Patrick Laird would make Marshawn Lynch proud.
The Golden Bears’ 6’0”, 205 bruiser has made a name for himself in his senior season, rushing for over 900 yards on the ground on a 4.3 per clip. He was also used heavily in the passing game, as the former wide receiver hauled in 50 balls for another 291 yards, but wasn’t much of a game breaker in that regard, picking up just over four yards per reception.
Laird’s story is one of the good ones in college football - the former walk-on had mostly ivy league offers coming off of a 3,000 yard, 32 touchdown season his senior year at Mission Prep in San Luis Obispo. Laird earned his scholarship heading into his junior year at Cal, becoming the feature back when current Texas RB Tre Watson elected to transfer. Laird went over 1,000 yards a year ago, scoring eight times and rushing for nearly six yards per carry. He slowed down a big in his final campaign, but was still highly effective as a between the tackles rusher and chain-mover. He doesn’t have break away speed, per say, but has reeled off a 60+ yard run in each of the past two seasons.
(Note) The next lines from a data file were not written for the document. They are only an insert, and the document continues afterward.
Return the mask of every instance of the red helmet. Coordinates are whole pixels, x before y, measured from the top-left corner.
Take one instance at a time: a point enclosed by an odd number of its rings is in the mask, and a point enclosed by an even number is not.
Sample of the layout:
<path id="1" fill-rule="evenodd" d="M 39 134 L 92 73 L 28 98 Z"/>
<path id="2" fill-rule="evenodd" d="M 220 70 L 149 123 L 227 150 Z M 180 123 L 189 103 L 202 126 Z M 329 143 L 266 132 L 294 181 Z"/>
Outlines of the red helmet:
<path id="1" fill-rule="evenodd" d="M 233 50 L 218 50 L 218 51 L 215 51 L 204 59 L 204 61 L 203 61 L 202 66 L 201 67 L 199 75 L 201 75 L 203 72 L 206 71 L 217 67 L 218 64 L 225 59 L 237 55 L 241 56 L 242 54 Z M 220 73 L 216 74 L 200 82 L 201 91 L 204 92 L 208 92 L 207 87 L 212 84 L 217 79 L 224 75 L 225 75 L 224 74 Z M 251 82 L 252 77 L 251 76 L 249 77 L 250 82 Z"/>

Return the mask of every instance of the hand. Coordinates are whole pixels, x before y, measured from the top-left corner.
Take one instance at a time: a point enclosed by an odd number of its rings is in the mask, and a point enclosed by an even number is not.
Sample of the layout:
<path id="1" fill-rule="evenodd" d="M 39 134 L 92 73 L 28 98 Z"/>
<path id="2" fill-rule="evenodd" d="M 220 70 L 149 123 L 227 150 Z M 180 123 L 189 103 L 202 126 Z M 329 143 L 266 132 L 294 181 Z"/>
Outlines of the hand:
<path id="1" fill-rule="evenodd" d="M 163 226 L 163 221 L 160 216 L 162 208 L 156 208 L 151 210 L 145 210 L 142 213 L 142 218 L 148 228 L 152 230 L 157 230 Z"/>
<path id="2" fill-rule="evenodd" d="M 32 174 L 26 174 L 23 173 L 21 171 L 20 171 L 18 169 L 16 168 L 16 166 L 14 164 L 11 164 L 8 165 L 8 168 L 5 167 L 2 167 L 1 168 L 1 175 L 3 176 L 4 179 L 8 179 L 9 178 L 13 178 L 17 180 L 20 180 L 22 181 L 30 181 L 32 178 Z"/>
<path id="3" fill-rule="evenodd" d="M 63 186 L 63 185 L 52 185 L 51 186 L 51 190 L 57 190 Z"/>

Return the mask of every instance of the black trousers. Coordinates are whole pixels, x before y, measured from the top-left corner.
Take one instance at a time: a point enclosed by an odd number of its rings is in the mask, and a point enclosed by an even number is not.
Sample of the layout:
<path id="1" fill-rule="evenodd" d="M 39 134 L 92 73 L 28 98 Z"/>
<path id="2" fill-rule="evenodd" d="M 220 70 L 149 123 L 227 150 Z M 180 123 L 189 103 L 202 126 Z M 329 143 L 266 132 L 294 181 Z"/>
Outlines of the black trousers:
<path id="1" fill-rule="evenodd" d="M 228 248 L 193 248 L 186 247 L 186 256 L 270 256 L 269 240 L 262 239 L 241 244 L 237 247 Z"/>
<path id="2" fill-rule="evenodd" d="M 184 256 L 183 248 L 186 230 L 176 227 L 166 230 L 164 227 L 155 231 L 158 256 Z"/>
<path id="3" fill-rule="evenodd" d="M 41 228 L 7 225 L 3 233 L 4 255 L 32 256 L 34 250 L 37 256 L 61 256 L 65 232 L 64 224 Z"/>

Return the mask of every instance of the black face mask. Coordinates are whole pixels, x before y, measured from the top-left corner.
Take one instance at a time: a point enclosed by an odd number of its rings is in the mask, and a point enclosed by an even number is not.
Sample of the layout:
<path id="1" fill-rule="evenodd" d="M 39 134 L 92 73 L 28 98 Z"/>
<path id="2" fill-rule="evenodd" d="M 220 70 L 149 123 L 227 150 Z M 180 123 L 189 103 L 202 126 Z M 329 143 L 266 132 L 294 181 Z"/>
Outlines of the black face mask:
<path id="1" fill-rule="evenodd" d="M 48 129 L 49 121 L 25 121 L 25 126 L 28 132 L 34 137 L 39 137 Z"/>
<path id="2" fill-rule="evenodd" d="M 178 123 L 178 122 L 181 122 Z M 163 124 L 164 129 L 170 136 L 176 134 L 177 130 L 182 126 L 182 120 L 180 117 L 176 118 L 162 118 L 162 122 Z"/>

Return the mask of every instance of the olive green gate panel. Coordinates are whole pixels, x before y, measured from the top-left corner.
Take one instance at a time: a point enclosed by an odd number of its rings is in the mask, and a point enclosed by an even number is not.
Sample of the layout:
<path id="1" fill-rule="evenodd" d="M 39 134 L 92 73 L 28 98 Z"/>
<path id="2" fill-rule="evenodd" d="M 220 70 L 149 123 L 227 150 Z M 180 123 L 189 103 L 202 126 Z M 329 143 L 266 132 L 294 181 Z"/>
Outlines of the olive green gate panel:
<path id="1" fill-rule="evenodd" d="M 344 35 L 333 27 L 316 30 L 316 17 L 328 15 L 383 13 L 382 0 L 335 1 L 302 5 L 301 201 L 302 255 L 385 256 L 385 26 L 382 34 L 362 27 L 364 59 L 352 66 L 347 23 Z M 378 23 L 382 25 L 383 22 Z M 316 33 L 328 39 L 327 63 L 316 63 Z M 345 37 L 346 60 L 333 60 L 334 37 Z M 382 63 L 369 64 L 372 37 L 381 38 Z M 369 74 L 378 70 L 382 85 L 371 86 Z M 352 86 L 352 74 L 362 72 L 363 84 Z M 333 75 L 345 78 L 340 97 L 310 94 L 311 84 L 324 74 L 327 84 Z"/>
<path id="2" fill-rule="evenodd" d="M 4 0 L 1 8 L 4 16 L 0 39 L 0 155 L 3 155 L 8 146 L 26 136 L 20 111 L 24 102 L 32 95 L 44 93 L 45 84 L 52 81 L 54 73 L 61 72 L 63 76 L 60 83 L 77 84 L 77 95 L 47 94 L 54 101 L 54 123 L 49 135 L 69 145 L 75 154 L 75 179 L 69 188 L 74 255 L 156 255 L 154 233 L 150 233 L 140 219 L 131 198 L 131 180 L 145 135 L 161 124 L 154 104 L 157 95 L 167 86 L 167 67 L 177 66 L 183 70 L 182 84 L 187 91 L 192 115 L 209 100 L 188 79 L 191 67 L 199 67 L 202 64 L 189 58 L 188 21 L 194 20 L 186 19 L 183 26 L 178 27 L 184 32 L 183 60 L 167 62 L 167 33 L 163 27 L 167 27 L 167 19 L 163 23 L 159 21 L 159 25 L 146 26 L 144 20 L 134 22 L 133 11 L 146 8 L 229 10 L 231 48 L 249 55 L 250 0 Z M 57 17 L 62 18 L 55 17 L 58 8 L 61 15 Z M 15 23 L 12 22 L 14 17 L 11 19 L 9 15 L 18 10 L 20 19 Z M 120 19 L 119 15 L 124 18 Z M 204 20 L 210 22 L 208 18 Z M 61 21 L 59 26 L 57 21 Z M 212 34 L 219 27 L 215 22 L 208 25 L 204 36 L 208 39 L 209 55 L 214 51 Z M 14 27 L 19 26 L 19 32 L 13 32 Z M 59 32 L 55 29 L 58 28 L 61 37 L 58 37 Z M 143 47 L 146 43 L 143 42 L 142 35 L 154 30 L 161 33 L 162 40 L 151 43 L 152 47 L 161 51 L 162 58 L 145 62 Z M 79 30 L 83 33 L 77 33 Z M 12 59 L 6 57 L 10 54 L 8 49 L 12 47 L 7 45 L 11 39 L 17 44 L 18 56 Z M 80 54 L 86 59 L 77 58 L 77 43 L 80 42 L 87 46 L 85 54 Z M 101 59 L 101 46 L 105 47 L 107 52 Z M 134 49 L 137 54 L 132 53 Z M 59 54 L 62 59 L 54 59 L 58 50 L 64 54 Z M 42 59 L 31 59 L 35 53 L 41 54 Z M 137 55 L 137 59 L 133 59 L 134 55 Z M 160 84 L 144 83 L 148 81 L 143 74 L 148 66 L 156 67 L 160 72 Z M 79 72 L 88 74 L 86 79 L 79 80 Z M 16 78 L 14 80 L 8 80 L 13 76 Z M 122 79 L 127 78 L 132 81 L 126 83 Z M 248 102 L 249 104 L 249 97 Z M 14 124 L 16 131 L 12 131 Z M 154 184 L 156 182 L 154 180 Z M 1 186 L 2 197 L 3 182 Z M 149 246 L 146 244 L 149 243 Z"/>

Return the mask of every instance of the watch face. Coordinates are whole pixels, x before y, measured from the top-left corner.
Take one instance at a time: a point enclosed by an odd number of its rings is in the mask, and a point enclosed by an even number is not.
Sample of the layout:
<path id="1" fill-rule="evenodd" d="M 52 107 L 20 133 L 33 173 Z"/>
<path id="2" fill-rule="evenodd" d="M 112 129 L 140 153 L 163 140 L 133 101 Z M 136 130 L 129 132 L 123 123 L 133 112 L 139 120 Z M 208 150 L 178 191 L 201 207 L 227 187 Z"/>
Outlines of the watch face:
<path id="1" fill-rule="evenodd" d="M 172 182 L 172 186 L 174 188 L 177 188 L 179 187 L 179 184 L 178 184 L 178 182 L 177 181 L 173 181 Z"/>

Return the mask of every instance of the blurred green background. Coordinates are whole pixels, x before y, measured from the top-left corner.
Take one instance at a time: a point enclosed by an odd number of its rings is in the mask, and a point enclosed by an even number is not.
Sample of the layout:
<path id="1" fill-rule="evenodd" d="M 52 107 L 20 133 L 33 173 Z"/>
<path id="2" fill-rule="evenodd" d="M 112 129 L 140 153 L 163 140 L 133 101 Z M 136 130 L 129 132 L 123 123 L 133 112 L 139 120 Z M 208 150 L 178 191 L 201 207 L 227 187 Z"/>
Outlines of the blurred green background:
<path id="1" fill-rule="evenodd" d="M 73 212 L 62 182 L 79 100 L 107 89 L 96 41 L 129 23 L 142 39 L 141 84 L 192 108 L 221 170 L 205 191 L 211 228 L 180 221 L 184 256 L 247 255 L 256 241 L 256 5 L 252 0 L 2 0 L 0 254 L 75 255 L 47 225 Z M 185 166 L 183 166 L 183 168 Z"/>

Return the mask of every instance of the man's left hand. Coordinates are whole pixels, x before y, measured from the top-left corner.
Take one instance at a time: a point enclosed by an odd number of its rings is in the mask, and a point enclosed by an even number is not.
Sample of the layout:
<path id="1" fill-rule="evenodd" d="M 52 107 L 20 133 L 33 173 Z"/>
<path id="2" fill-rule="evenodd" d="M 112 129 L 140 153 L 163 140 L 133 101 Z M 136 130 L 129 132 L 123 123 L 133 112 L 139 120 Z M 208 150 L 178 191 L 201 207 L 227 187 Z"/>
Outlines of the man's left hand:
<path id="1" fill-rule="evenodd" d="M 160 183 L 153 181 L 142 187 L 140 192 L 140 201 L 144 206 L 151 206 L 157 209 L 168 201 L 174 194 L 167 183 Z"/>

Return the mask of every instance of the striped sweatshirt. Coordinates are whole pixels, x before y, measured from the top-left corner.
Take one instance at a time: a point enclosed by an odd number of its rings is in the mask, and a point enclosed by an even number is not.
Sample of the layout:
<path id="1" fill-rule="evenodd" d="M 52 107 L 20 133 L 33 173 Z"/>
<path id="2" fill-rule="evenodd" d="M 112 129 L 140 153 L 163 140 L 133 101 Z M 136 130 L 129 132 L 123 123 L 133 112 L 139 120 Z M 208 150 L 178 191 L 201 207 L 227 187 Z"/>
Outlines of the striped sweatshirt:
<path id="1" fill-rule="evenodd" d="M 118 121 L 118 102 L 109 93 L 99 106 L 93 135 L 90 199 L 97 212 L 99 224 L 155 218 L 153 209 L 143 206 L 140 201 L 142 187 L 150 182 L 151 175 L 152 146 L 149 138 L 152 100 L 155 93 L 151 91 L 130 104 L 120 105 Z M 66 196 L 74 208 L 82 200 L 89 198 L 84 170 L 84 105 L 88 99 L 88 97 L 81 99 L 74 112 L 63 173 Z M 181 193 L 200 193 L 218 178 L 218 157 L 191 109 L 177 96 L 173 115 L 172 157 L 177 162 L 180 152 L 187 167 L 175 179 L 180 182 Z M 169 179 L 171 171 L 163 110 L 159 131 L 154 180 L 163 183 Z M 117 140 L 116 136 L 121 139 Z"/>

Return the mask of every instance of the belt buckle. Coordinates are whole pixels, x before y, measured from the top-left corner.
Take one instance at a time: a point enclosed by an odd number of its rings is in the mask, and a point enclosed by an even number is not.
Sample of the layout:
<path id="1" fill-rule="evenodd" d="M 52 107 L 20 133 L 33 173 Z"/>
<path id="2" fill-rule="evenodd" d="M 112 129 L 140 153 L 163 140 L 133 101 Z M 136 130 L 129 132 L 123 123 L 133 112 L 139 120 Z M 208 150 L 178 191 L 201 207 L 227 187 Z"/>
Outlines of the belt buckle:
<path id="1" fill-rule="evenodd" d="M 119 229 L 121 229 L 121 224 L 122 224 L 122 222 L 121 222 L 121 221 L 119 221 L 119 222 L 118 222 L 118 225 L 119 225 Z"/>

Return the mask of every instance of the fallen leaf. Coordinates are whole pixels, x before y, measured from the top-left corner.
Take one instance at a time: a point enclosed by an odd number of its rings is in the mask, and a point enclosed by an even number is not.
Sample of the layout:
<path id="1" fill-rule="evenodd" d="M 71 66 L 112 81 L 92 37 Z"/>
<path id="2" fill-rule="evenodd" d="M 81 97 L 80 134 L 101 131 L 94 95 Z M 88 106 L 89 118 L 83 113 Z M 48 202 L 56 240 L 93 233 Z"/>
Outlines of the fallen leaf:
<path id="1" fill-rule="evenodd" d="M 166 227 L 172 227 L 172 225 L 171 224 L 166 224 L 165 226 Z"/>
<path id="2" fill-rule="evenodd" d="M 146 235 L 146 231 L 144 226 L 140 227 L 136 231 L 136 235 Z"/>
Off the field, Laird is an accomplished music producer, who balances his love of creating with a double major in business administration and political science as well as his organization, Walk On the Run, that inspires children to read more and be life-long learners.
It’s going to be really hard to root against this guy, isn’t it?
I mean, the guy’s touchdown celebration is him miming reading a book.
Laird is the typical “tough-guy”, a football player who eschews video games in favor of books, who worked his way up the depth chart by standing out on the practice field and in the weight room, and earned the respect of his peers to the tune of being named captain this year. He had nine games with at least 16 carries and caught at least one ball in every game he played, with his best effort of the year coming against Oregon State - when he toted the rock 22 times for 193 yards in addition to hauling in three passes for 48 yards, totaling three touchdowns on the day. That game came after a players-only meeting that centered around Laird and the rest of the offense promising to pick up more slack for a defense that allowed 30+ points just twice on the year and kept seven of 12 opponents at 21 or below.
Cal will likely turn to their senior running back early and often against TCU, looking to establish the run game, wear down the powerful Frog defensive front, and keep the offense off the field. None of the three Cal QBs that saw snaps completed anything over 62% of their passes (though Laird himself was 2-2!), so the running game is obviously the key to moving the ball for the Golden Bears. It gets pretty sparse after Laird, though, with no other Cal RB having more than 23 rushing attempts.
As Laird goes, so go the Golden Bears, and it will be up to Gary Patterson and the TCU defense to keep him from making an impact.